Mertkan Hamit
mhamit@gmail.com
Türkiye Futbol Federasyonu’nun Kıbrıs Türk Futbol Federasyonu’na yazdığı mektupla başlayan tartışmalar aslında Kıbrıslı Türk sağındaki ideolojik kırılmayı da temsil eden önemli bir örnek oldu. Bu yazıda, özet bir biçimde, kırılma olarak bahsettiğim futbol federasyonları meselesini ele alacağım ancak bunu yaparken Kıbrıslı Türk sağının tarihsel süreçlerinden de bahsetmeyi deneyeceğim.

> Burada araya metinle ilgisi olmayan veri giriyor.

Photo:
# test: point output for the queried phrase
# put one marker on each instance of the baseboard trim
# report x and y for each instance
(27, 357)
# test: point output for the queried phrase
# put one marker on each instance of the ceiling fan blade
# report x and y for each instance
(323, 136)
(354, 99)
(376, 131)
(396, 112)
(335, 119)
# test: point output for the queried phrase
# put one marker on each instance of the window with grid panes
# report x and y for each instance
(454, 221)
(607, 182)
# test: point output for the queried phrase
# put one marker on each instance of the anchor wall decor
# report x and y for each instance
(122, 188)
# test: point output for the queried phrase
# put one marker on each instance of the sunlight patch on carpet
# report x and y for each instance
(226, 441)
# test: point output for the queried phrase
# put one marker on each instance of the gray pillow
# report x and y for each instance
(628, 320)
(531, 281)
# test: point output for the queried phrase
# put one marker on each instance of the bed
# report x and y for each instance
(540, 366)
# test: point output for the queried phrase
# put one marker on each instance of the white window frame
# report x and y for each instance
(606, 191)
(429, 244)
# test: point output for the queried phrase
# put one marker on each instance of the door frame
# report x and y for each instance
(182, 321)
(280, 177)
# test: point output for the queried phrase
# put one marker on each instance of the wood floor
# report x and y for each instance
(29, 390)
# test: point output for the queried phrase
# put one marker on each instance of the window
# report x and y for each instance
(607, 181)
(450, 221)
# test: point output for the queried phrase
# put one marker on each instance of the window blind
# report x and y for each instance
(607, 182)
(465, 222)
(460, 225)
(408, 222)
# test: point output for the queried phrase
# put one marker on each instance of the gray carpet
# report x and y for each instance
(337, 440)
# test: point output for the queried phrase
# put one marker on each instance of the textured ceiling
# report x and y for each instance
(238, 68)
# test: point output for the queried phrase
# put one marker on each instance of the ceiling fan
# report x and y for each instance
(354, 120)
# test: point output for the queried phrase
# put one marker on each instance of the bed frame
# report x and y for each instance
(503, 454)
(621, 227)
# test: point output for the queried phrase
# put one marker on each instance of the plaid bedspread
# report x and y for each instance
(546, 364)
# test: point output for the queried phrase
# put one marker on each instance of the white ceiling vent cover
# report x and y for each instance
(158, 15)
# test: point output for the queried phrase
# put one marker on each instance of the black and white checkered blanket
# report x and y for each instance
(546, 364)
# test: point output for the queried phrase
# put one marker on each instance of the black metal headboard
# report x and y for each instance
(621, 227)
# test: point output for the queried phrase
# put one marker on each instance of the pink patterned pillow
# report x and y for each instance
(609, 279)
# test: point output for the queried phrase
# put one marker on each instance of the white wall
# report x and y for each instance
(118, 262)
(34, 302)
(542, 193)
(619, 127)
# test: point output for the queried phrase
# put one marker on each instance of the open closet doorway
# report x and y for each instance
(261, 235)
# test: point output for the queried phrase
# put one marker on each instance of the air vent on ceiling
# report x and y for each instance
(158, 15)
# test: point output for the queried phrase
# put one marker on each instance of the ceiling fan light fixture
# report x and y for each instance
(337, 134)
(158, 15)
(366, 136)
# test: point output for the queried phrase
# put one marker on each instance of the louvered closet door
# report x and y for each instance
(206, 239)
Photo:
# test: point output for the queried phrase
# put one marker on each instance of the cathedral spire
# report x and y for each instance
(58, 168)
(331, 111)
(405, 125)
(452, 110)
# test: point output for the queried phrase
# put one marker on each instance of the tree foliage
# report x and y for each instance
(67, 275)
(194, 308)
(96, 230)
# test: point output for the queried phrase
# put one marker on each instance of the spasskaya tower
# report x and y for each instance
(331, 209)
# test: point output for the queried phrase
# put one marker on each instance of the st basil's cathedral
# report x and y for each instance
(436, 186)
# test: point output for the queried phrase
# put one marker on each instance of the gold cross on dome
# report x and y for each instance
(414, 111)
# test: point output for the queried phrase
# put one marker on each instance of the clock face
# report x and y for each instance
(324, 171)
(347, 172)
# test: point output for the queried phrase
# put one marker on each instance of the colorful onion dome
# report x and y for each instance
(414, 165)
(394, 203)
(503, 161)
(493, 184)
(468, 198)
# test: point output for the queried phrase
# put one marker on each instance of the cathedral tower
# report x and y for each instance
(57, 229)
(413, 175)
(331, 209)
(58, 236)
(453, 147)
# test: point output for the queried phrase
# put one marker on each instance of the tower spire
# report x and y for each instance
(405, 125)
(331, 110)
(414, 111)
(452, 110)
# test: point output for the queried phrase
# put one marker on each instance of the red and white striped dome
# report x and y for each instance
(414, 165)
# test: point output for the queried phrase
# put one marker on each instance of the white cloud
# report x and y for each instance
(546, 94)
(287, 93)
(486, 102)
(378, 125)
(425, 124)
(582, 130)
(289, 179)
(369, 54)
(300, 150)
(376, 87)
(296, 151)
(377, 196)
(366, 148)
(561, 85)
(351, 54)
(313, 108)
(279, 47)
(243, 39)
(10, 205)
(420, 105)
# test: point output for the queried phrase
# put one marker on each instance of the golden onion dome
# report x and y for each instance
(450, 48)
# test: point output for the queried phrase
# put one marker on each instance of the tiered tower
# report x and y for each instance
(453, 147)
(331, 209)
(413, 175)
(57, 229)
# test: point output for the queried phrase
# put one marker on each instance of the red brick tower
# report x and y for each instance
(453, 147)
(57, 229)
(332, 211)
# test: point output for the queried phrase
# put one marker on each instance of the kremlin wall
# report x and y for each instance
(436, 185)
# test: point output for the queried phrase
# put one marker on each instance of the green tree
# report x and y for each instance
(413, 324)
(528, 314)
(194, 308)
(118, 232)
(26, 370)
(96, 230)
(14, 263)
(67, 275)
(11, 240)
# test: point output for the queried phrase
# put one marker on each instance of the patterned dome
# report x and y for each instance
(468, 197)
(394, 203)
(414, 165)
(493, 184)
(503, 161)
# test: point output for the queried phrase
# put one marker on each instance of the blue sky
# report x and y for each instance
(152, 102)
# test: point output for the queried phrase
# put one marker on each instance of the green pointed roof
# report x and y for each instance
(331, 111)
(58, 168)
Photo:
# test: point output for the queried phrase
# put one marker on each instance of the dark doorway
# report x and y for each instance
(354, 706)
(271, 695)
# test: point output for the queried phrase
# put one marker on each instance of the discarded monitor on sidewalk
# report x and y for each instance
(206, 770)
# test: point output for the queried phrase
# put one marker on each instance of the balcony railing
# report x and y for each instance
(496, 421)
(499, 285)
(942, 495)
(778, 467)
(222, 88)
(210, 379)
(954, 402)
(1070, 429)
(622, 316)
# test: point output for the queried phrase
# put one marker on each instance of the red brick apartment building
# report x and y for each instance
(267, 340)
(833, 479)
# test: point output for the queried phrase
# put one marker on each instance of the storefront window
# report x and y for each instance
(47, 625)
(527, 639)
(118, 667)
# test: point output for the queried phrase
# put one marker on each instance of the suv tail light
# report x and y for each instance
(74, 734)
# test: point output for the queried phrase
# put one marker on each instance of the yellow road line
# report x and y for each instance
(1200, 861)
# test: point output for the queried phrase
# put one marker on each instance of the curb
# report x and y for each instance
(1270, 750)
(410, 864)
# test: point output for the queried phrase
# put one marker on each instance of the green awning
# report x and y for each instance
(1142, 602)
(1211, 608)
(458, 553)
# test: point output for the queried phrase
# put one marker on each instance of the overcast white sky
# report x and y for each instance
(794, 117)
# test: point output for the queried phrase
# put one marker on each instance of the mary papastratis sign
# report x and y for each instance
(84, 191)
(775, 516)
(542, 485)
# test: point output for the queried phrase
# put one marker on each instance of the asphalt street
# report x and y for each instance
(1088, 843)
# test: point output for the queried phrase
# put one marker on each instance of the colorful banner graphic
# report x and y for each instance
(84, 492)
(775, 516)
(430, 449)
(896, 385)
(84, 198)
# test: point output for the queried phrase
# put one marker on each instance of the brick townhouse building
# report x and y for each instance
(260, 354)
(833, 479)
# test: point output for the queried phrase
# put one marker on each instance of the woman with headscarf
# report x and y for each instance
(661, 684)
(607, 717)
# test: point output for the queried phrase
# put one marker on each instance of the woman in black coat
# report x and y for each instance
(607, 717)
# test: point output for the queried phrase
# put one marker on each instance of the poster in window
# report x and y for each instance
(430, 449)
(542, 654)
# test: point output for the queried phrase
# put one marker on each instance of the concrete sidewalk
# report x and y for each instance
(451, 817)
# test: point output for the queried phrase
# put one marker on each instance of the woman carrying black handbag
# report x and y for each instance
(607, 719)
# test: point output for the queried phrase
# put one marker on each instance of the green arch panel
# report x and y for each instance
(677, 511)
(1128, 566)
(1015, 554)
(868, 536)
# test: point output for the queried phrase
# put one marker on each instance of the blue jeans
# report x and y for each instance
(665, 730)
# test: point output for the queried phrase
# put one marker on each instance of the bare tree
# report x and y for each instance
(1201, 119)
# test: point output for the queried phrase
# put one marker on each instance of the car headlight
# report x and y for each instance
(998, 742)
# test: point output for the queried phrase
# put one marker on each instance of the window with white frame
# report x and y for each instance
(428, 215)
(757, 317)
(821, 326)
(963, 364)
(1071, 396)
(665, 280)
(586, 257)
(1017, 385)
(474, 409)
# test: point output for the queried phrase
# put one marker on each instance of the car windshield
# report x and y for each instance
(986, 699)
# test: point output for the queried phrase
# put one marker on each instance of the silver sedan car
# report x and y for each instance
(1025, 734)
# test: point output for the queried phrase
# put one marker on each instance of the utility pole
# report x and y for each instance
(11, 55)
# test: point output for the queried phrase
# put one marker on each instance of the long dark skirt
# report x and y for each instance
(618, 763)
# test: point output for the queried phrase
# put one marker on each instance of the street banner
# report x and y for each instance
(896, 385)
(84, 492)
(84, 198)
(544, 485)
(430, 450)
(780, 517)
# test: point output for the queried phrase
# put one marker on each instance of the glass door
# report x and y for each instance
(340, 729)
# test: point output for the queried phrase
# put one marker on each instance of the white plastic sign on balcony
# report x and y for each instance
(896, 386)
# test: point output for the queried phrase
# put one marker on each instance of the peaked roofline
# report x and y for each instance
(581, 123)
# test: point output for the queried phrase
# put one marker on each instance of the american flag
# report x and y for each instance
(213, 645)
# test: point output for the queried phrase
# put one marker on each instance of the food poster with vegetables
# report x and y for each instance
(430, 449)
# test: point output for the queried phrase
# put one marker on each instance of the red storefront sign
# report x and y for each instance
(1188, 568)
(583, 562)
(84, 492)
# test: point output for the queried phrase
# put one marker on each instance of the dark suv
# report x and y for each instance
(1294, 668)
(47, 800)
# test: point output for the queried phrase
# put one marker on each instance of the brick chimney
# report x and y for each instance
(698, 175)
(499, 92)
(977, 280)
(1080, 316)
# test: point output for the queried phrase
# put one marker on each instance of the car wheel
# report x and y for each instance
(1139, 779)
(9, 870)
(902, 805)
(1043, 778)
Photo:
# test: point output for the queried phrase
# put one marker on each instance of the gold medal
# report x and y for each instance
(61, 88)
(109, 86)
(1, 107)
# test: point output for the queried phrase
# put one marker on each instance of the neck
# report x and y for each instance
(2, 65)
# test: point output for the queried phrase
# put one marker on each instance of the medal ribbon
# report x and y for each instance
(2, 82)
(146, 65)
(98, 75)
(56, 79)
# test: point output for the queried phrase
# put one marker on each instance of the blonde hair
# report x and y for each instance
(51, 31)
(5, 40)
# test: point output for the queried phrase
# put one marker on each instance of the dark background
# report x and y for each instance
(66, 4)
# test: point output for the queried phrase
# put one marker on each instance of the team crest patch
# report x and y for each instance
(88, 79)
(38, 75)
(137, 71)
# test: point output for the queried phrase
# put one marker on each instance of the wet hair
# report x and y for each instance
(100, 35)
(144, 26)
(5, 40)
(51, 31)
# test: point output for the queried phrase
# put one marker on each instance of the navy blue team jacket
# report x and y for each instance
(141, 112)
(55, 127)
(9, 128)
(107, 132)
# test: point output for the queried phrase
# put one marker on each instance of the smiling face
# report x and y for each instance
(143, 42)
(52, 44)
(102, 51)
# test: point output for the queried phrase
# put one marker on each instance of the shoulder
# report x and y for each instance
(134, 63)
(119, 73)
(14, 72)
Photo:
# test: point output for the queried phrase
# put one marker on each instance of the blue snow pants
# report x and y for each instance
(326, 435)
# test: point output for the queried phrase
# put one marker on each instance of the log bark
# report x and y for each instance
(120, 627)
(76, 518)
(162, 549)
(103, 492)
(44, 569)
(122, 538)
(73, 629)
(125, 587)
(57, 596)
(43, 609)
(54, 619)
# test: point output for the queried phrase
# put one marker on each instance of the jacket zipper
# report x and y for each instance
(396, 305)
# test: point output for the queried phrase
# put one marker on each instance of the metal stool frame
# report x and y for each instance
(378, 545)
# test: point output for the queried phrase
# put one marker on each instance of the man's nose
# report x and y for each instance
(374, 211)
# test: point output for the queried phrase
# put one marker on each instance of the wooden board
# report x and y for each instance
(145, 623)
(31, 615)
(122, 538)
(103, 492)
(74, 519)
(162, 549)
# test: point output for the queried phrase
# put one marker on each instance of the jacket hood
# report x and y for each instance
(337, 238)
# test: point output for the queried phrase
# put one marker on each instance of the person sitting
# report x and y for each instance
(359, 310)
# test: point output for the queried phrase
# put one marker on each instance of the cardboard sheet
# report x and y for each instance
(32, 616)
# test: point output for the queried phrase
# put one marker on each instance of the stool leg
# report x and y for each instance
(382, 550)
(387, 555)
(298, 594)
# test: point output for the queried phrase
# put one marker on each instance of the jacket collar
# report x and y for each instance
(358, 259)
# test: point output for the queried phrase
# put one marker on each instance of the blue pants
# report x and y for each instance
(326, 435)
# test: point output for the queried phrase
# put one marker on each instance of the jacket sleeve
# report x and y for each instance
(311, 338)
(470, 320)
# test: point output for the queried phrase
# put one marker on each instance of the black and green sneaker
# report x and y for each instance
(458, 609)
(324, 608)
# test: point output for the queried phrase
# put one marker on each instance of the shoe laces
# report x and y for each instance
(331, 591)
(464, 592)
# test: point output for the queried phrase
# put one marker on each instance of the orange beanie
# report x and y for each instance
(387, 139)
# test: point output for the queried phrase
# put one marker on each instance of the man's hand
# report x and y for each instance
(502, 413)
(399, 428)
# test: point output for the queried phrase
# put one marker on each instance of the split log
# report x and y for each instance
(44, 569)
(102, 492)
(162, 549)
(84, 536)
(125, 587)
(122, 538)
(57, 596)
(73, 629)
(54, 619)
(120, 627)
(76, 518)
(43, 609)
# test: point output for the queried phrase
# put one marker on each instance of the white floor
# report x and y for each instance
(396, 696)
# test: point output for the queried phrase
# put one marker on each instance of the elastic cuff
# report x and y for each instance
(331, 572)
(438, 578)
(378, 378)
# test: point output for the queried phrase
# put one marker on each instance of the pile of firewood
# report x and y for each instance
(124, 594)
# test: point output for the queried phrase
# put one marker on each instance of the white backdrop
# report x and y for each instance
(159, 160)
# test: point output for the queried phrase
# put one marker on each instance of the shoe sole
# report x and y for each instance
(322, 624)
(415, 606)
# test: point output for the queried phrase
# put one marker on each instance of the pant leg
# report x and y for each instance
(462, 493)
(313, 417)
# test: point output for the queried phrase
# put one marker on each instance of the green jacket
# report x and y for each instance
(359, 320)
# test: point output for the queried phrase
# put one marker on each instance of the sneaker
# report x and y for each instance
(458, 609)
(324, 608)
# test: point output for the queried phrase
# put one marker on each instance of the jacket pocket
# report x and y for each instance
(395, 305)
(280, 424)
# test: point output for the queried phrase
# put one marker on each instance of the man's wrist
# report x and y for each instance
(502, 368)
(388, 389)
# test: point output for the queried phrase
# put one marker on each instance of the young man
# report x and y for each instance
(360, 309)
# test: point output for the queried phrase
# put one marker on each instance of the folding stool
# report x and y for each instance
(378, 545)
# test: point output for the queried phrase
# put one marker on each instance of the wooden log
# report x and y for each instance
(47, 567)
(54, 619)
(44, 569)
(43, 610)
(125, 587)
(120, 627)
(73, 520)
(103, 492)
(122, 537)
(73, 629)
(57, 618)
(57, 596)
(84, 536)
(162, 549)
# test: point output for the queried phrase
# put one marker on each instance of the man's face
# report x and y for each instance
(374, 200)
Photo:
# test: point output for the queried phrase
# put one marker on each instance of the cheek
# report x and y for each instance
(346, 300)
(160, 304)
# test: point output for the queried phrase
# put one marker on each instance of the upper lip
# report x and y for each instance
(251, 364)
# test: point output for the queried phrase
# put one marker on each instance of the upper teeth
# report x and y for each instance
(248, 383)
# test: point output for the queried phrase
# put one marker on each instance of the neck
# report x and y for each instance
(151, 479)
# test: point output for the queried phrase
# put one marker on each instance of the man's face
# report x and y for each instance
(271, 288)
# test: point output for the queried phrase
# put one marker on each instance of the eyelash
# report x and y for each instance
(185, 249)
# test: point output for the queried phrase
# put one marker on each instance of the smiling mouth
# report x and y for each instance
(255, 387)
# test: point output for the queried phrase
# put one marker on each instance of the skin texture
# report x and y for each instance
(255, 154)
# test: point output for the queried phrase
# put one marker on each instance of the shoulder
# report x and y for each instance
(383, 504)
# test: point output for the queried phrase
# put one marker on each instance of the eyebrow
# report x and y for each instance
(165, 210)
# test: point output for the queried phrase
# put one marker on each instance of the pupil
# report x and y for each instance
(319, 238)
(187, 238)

Kıbrıslı Türk solunun aksine, Kıbrıslı Türk sağında çok fazla ideolojik farklılaşma ortaya çıkmamıştır. Ancak 1920lerin sonundan itibaren liderlik çekişmelerinin altında siyasi bir anlayış ile farklılaşmanın da olduğu bir gerçektir. İlk ciddi kırılma olarak nitelendireceğimiz olay 1930’lı yıllarda olmuştu. Kıbrıs’taki dini cemaat olarak tanımlayan ve bunun üzerinden siyaset yapanlarla, Jön Türklerle kendini ilişkilendiren halkçılar arasındaki çekişme, sağ içinde farklılaşmaları yanında getirmişti. Necati Bey’in, Sir Munir gibi sömürge ile işbirliği yapan liderlerle kavanın meclisinde başlayan çekişmeleri ilerleyen yılları da etkiledi.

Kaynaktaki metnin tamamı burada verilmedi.